Details & Summary
Jeff Zentner took the YA world by storm when his first book, The Serpent King, hit the shelves around this time last year. Even though many people recommended that book to me, I never took the time to read it and I’m kind of kicking myself for that decision right now. If I had read it, I would’ve discovered this gem of an author sooner. I don’t have any problems saying he’s an excellent writer after just reading one book because Goodbye Days really showcases his talent.
I decided to read this book because of the premise of the story. Carver sends a simple text to his friends. “Where are you guys? Text me back?”. Moments later, his three best friends die in a car accident. The police find a half-written text on the driver’s phone. This book doesn’t require any kind of suspension of disbelief because the premise is highly realistic and a product of our time: how many (young) people have died because they were using their phone while driving? A lot, I bet.
But while the premise immediately grabbed my attention, I was worried the story would simply be a vehicle (no pun intended) for conveying the author’s moral message: “texting while driving is wrong, kids. Don’t do it.” Luckily, that wasn’t the case. Sure, the message is still there, but the author doesn’t preach. The message isn’t the focus of the story.
The focus of the story is death and grief. More specifically, the way young adults deal with the loss of a friend (or, in the case, friends).

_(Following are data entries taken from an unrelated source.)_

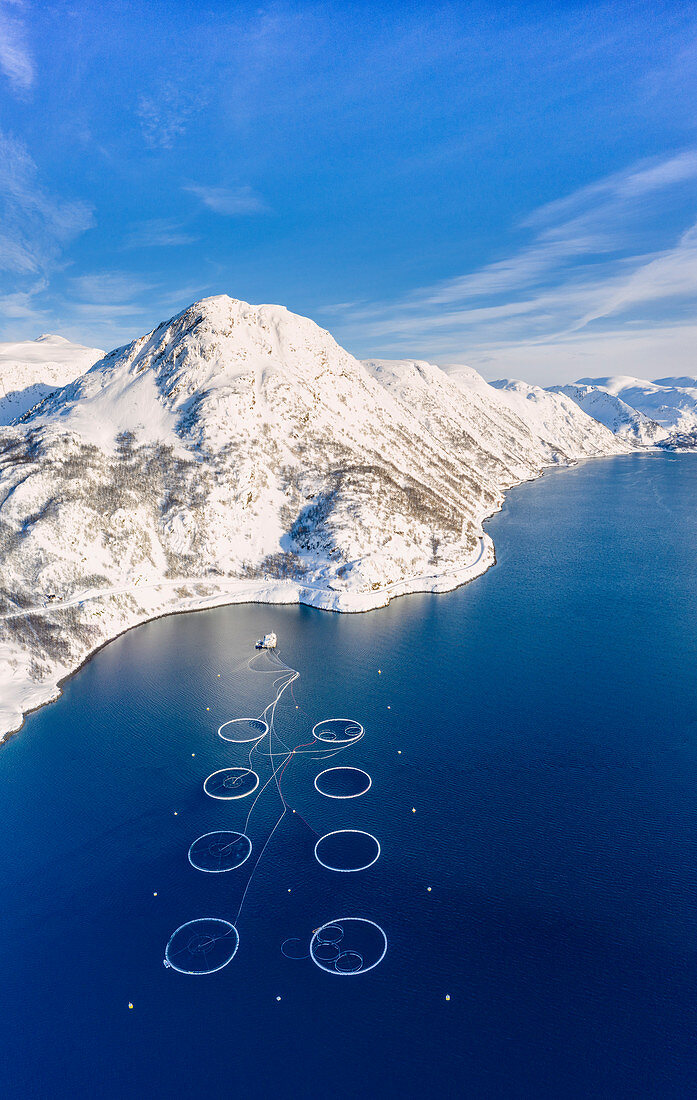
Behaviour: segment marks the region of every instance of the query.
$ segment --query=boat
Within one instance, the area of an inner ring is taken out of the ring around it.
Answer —
[[[265,634],[256,644],[257,649],[275,649],[278,639],[274,633]]]

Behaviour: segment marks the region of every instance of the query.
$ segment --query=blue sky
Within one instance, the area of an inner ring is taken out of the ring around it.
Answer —
[[[0,0],[0,338],[695,373],[697,8]]]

Zentner explains it best:
“I’m drawn to stories about young people contending with the enormity of death, leaning upon this intelligence to process it, before they’ve even had much experience with life.
In my first book, The Serpent King, I dealt some with dying.
But I still wanted to tangle more with questions that can attend death: culpability, accountability, survival, memory, loneliness, and how we say goodbye to those we love. GOODBYE DAYS is the result of that desire.”
Zentner definitely succeeds in making his readers pause and think about these important life questions. He does so by telling a realistic and heart-breaking story, characterized by beautiful, thought-provoking prose.
“For the most part, you don’t hold the people you love in your heart because they rescued you from drowning or pulled you from a burning house. Mostly you hold them in your heart because they save you, in a million quiet and perfect ways, from being alone.”
Aside from the prose, I really loved Carver’s character. The descriptions of his feelings and actions are realistic and believable, which makes it almost impossible not to sympathize with him. To be honest, I just wanted to give him a hug and tell him everything would be okay again someday.
The “goodbye day”concept was also very interesting. No matter the experience, the goodbye days Carver had for this three friends, where he spent one last day sharing memories and saying goodbye to them, were cathartic and helped him grief and begin to heal.
The only thing I “disliked” were the flashbacks. I understand their purpose – it’s hard to make people care about three dead friends if you give them no sense of what these boys were like when they were alive – but they didn’t work for me. I didn’t really care for them and found myself speeding through those passages. This is very personal though because I rarely enjoy flashbacks.
But that’s about it. There’s nothing else I would change about this story.
Goodbye Days is a powerful, emotional, and realistic book about a teenage boy who’s lost his three best friends in an unfortunate car accident. Throughout the book, he deals with grief, anxiety, survival loss, confusion, and guilt as he says goodbye to his friends and learns to accept what has happened and what role he had to play in their death.